Dropsy – Dropsy is caused by poor water quality and causes the fish to swell because they are suddenly absorbing water faster than their bodies can eliminate it. Symptoms include a fat belly while not pregnant, massive swelling, bulging sides and stomach, scales that are about to pop off, scales forced outwards due to swelling, and popped out eyes. While dropsy is not highly contagious, fish often die from it and it is considered the hardest internal bacterial infection to cure. Poor water conditions are often the culprit and you will want to seek veterinary advice on how to treat and prevent dropsy if your fish develops it.

Hexamita – A disease caused by intestinal protozoans, Hexamita is often seen in conjunction with hole in the head diseases. However, both require separate treatment. Symptoms of Hexamita include white and slimy feces, darkening of the scales till they turn black, swimming backwards, weight loss, collapsing skull, and nutrient deficiencies.
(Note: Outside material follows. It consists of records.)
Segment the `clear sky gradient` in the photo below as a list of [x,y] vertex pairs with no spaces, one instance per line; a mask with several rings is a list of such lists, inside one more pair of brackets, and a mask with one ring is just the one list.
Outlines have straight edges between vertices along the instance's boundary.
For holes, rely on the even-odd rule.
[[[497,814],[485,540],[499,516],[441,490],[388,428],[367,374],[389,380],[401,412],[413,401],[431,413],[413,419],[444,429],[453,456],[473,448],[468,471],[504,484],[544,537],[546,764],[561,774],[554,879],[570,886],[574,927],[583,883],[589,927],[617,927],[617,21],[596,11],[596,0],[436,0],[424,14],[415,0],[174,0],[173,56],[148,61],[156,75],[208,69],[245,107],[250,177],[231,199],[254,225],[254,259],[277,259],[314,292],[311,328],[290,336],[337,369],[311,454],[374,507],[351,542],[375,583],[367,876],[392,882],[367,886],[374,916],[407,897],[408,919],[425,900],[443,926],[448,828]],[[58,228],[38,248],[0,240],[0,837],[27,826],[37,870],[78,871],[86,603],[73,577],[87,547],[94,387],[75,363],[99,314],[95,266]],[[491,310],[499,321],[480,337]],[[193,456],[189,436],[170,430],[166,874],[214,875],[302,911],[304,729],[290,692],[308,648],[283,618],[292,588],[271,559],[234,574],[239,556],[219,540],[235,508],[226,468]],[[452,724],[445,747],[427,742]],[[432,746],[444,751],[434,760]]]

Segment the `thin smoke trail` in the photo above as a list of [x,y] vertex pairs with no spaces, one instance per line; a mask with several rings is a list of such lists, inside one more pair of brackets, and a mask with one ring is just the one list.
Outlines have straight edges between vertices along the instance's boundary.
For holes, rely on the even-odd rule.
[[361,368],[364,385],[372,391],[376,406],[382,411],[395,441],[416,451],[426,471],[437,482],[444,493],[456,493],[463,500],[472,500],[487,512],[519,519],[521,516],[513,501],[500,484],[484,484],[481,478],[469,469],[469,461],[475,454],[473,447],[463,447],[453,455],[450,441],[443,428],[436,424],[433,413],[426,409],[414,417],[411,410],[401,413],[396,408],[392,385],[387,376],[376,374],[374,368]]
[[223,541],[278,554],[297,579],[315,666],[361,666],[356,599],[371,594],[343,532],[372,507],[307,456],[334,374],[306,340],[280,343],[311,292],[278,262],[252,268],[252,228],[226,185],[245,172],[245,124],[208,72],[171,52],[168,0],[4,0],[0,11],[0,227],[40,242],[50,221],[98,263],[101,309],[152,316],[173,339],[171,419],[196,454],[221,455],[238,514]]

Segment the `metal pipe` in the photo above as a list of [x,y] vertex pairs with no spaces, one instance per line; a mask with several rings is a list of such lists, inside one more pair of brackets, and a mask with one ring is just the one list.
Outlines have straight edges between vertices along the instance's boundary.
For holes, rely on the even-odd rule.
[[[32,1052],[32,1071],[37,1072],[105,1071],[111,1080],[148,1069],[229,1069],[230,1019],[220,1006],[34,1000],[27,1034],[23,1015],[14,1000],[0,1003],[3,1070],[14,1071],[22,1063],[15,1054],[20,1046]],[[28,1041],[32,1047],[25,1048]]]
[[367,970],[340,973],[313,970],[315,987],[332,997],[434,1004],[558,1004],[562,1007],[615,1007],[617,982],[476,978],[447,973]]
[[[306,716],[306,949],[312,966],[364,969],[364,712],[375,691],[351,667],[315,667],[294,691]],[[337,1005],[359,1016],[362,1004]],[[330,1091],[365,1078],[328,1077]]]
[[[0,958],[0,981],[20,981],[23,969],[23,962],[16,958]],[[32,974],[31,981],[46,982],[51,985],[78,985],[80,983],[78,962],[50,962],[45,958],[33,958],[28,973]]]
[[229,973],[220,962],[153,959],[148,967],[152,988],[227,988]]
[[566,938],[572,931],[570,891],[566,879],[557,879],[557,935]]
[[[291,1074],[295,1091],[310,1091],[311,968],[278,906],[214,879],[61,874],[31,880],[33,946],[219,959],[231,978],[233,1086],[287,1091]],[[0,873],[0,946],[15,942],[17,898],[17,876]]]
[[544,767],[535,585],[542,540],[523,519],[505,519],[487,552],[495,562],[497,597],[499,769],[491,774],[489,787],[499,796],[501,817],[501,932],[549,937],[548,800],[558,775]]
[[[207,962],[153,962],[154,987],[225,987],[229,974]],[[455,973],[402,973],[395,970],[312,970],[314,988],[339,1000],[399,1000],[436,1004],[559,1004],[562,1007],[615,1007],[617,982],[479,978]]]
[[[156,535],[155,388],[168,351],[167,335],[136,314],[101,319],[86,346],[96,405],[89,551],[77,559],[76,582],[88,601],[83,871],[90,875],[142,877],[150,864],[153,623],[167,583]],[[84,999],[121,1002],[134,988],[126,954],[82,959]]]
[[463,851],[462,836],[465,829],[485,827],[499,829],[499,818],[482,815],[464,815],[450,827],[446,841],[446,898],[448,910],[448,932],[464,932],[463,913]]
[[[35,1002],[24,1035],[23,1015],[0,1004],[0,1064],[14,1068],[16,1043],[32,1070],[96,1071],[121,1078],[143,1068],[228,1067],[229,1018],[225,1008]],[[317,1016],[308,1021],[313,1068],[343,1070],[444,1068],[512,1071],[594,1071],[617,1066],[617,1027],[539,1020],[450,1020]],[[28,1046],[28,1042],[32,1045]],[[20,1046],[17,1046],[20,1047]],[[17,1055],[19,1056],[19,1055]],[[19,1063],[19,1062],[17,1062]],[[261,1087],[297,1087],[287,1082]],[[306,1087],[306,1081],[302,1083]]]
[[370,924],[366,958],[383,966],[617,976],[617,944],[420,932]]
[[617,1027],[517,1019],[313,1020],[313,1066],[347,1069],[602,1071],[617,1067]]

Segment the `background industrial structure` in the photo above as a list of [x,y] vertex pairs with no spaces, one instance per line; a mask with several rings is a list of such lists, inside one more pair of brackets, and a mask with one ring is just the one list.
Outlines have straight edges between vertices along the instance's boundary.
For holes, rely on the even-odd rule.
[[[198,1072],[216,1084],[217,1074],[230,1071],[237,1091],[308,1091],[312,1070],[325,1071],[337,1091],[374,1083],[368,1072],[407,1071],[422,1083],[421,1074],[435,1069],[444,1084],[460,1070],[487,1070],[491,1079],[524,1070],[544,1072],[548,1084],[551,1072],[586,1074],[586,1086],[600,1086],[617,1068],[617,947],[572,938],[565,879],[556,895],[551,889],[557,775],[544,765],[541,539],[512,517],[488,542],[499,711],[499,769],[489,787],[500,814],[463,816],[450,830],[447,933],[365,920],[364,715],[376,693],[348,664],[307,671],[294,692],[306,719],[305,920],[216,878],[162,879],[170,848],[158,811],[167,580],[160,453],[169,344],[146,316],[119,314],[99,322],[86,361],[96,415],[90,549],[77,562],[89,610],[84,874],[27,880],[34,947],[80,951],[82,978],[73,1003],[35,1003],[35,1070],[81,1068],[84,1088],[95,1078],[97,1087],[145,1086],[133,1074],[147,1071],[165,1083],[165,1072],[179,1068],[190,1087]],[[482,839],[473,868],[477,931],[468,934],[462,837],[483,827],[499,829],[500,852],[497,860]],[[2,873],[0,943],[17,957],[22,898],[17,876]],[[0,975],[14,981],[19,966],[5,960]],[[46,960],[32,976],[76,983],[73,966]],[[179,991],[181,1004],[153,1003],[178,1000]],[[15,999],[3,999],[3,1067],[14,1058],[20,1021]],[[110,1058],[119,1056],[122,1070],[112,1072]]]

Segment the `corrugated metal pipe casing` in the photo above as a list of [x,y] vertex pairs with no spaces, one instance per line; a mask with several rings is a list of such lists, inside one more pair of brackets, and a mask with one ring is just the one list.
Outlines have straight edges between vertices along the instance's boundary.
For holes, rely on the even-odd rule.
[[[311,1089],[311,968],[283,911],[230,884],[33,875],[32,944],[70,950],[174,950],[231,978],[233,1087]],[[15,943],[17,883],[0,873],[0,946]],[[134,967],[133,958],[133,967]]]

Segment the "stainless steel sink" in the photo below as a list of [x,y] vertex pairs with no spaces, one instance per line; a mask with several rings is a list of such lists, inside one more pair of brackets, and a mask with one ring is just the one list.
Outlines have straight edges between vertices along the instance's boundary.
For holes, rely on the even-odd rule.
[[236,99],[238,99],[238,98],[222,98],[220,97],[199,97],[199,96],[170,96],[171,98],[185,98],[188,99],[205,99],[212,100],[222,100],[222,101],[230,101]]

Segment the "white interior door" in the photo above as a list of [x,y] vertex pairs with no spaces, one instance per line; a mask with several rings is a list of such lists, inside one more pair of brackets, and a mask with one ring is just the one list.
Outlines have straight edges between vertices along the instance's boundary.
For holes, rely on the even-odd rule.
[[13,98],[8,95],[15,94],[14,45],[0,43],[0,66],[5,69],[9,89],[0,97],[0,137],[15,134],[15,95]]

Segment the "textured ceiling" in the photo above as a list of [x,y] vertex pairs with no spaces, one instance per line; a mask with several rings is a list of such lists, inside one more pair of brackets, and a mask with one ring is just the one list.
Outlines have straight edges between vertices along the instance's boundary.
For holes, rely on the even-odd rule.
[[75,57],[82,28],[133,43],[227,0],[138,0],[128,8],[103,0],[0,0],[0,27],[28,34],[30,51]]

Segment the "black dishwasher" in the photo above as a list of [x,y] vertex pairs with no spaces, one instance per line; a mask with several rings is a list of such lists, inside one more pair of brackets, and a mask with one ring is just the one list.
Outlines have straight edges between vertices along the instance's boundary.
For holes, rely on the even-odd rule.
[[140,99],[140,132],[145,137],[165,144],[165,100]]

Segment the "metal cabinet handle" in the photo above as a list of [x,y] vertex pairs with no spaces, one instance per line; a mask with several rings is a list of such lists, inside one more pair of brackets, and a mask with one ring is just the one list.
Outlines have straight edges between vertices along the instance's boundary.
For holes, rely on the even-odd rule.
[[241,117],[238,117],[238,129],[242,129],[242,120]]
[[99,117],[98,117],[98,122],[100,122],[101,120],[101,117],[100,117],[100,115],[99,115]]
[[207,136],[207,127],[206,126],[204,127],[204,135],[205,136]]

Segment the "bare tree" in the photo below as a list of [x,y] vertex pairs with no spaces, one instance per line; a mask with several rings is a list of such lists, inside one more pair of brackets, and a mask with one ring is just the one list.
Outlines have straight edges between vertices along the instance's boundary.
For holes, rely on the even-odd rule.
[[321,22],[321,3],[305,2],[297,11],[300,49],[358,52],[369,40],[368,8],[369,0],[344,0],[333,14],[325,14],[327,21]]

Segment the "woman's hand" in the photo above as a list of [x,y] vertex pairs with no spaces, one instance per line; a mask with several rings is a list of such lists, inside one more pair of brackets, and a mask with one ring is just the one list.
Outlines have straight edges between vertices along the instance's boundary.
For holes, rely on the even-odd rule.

Seek veterinary advice on how best to treat this disease and hole in the head if your fish begins to show symptoms.

If you are breeding fish, you should be prepared to euthanize portions of your fry. Part of being a responsible breeder is eliminating bad genes from the gene pool. Those fish considered “belly sliders”, those with deformed spines, and those with other malformations will need to be euthanized. Sadly, it is just not feasible to spay or neuter a fish in order to remove these defective genes from the gene pool as you could do with a larger animal.

Remember to NEVER flush a dead fish or a fish that is perceived to be dead. This can spread disease to local waters! If you have to euthanize and dispose of your fish, consider burying the body deep in the backyard, wrapping it in a bag and placing it in the trash, or cremating it. Be sure that if you dispose of the body through the trash or burial that it cannot be recovered by scavengers such as rats.